2. The method for correcting biochemical indexes by the hemolytic index measured by the full-automatic dry biochemical analyzer according to claim 1, wherein the method comprises the following steps: in the step (1), the collected blood sample is subjected to ultrasonic cell disruption by using a JX-650 ultrasonic cell disruption instrument, and the cells are confirmed to be completely disrupted under a microscope to prepare the erythrocyte lysate.
3. The method for correcting biochemical indexes by the hemolytic index measured by the full-automatic dry biochemical analyzer according to claim 1, wherein the method comprises the following steps: the dry chemical biochemical index is selected from: potassium ion K, sodium ion Na, chloride ion CL, calcium Ca, phosphorus PHOS, magnesium Mg, aspartate aminotransferase AST, lactate dehydrogenase LDH, creatine kinase CK, creatine kinase isozyme MBCK-MB, alanine aminotransferase ALT, total bilirubin TBIL, total protein TP, albumin ALB, gamma glutamyl transferase GGT, amylase AMY, glucose GLU, UREA UREA, URIC acid URIC, creatinine CREA.

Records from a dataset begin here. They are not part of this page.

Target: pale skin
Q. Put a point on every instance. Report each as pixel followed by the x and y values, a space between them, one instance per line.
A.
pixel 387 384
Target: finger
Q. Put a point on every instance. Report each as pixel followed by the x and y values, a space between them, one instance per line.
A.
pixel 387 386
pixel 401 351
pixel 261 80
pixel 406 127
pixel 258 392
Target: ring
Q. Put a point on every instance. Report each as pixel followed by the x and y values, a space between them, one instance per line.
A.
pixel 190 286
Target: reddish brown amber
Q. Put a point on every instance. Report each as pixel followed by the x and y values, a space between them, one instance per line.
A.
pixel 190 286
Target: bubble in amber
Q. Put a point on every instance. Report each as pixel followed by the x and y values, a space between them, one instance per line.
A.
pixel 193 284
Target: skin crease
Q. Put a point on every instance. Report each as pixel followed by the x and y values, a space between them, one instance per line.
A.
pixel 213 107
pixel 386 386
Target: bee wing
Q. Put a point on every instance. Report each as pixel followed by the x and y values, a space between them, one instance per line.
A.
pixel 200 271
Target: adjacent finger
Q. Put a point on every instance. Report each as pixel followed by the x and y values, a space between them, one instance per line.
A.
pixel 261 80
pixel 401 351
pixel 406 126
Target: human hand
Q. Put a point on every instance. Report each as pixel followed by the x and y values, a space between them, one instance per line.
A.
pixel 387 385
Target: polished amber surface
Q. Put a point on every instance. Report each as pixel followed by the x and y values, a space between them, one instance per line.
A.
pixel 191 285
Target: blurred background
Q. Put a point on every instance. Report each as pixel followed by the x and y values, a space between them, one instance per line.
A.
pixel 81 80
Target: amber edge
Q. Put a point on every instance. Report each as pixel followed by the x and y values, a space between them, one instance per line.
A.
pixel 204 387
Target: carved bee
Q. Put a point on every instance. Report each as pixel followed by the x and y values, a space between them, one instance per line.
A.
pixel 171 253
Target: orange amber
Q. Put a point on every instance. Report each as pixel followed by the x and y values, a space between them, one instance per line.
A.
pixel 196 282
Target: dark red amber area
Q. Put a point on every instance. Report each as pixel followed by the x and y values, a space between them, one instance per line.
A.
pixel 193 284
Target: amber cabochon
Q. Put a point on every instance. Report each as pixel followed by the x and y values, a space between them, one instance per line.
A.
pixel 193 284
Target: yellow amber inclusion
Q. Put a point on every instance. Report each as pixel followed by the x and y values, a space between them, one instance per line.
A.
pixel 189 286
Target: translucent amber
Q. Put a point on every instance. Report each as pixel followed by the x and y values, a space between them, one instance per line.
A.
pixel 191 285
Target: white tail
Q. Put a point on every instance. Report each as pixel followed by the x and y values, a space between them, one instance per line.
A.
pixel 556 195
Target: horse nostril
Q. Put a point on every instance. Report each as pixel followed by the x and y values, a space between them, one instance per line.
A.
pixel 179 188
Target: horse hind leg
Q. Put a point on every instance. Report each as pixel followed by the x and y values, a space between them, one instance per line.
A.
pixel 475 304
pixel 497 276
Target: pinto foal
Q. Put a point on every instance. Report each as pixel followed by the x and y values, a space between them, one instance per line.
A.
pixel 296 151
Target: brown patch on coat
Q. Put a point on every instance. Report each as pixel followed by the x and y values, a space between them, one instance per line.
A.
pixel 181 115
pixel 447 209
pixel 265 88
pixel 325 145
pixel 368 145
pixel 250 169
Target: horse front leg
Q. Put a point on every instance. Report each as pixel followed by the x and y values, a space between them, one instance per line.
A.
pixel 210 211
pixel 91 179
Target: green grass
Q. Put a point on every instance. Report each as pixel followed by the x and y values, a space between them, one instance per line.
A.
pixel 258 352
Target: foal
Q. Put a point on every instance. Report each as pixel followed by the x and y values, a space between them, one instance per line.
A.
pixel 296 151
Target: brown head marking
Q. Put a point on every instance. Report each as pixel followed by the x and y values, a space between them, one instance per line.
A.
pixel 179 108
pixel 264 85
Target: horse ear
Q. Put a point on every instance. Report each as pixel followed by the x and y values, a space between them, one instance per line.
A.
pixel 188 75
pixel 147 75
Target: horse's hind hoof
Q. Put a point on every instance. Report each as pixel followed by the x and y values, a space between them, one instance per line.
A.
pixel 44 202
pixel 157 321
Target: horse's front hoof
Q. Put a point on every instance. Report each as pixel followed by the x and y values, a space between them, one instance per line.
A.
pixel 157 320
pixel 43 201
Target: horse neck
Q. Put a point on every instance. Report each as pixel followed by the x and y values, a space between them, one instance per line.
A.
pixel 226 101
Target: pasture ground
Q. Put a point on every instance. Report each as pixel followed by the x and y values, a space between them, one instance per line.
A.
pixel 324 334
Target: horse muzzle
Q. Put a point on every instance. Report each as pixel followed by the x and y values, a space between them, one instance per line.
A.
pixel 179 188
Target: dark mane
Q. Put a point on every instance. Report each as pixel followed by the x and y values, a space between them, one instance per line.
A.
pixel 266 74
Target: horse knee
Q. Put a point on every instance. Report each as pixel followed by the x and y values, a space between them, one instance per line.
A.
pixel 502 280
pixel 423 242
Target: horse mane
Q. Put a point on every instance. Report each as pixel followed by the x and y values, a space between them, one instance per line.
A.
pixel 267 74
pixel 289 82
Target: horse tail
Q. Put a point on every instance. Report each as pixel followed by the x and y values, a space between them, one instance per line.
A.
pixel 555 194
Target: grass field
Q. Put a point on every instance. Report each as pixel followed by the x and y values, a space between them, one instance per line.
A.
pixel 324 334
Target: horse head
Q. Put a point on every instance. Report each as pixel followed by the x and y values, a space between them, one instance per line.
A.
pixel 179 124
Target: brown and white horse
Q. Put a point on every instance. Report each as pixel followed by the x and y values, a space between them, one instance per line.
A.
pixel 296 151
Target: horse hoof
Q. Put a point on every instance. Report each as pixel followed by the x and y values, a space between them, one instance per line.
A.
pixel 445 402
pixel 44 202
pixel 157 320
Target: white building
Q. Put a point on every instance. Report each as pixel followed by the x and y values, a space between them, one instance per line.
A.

4. The method for correcting biochemical indexes by the hemolytic index measured by the full-automatic dry biochemical analyzer according to claim 1, wherein the method comprises the following steps: and (3) centrifuging the collected venous blood by using a centrifugal machine for 15 minutes, observing the color of a blood supernatant, measuring the hemolysis index H on a dry biochemical instrument after visual inspection of non-hemolysis, and selecting a sample with the H <15 as a non-hemolysis sample for standby.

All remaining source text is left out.